Gospel love kicks things up a notch in such cases. The rest of Romans 12 calls for nothing less than a supernaturally-aided, double strategy.
19 Beloved, never avenge yourselves, but leave it to the wrath of God, for it is written, “Vengeance is mine, I will repay, says the Lord.” 20 To the contrary, “if your enemy is hungry, feed him; if he is thirsty, give him something to drink; for by so doing you will heap burning coals on his head.” 21 Do not be overcome by evil, but overcome evil with good.
Tactic #1: Never try to get even. Leave things with God who rights every wrong in due time. Make a different choice.
Tactic #2: Treat your enemy just the opposite from the way he has treated you. Don't repay evil for evil (Romans 12:17). Refuse to get even; overcome evil with good.
In Robert Peterson's biography of Robert Chapman: Apostle of Love, he relates a story from the much beloved 19th century British pastor. It beautifully illustrates the power of overcoming love.
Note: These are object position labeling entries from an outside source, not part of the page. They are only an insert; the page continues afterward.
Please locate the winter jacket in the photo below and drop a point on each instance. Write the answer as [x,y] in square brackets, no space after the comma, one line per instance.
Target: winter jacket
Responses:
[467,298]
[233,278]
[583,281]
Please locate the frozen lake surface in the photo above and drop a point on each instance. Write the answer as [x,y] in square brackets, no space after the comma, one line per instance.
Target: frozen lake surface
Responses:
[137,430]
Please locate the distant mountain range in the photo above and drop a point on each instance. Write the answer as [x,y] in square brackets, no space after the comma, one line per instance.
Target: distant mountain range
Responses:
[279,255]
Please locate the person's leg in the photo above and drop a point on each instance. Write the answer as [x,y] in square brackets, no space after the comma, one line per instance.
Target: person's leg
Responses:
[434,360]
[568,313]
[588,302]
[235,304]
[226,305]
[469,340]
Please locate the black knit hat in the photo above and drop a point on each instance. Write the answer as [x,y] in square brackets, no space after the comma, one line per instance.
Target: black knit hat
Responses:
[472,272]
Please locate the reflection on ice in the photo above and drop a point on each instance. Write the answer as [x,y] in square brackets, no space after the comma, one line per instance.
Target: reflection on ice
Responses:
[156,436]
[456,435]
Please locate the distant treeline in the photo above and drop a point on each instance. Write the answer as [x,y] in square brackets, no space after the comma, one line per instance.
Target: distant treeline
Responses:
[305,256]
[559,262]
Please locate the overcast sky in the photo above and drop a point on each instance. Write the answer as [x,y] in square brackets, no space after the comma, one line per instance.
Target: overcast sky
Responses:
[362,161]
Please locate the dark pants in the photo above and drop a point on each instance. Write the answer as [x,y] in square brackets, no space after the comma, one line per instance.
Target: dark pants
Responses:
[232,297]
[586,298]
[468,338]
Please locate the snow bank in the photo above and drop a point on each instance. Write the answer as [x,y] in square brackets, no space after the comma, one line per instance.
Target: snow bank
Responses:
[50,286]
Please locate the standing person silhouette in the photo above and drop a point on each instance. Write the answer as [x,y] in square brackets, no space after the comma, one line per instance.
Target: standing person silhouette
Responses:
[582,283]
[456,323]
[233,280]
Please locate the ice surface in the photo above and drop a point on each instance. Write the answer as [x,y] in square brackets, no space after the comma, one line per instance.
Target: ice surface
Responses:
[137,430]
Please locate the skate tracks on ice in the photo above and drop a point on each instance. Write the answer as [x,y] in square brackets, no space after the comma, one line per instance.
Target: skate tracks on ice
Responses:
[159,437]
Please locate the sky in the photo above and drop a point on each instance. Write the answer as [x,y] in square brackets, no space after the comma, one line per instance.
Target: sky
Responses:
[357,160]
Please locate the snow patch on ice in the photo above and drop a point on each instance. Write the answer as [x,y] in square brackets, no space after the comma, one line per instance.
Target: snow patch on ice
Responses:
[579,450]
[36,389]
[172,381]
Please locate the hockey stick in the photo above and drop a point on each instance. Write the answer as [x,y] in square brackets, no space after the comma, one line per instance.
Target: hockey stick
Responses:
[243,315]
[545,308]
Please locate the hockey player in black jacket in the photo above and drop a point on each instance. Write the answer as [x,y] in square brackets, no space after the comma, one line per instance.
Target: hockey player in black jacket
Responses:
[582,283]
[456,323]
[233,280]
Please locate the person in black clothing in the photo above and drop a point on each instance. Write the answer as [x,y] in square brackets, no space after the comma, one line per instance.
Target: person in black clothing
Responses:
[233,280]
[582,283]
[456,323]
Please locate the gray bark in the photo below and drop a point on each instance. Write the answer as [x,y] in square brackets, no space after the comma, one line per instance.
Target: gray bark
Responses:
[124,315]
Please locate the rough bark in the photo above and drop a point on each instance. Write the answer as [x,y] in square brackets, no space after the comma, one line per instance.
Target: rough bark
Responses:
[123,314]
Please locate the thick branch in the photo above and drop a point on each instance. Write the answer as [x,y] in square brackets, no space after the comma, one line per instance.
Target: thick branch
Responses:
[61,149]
A grocer in Barnstaple became so upset when Chapman was preaching in the open air that he strode up to where Chapman was standing and spit on him. Later one of Robert's wealthy relatives came to Barnstaple to visit him and to try and understand his activities. Arriving by horse-drawn cab at the address given to him, the relative at first would not believe that Chapman lived in such a simple abode in such a poor neighborhood. Chapman ushered him into the clean but simple interior and explained what living in dependence on the Lord meant and how the Lord had provided for all his needs. The relative asked if he could purchase groceries for him. Chapman gladly assented, but stipulated that he must buy the food from a certain grocer. The relative went there, made a large purchase, and paid the bill. When the grocer learned that the food was to be delivered to R. C. Chapman, he said that the visitor must have come to the wrong shop. Chapman's relative, however, replied that Chapman himself had specifically directed him to that shop. The grocer, who had viciously attacked and castigated Chapman for years, broke down in tears. Soon he came to Chapman's house, asked forgiveness, and yielded his life to Christ.
Perhaps we can't truly say we've done all we possibly can as peacemakers until we heap some burning coals of good on the head that spits on us.
Where might you need to elevate your peacemaking efforts to one of overcoming love?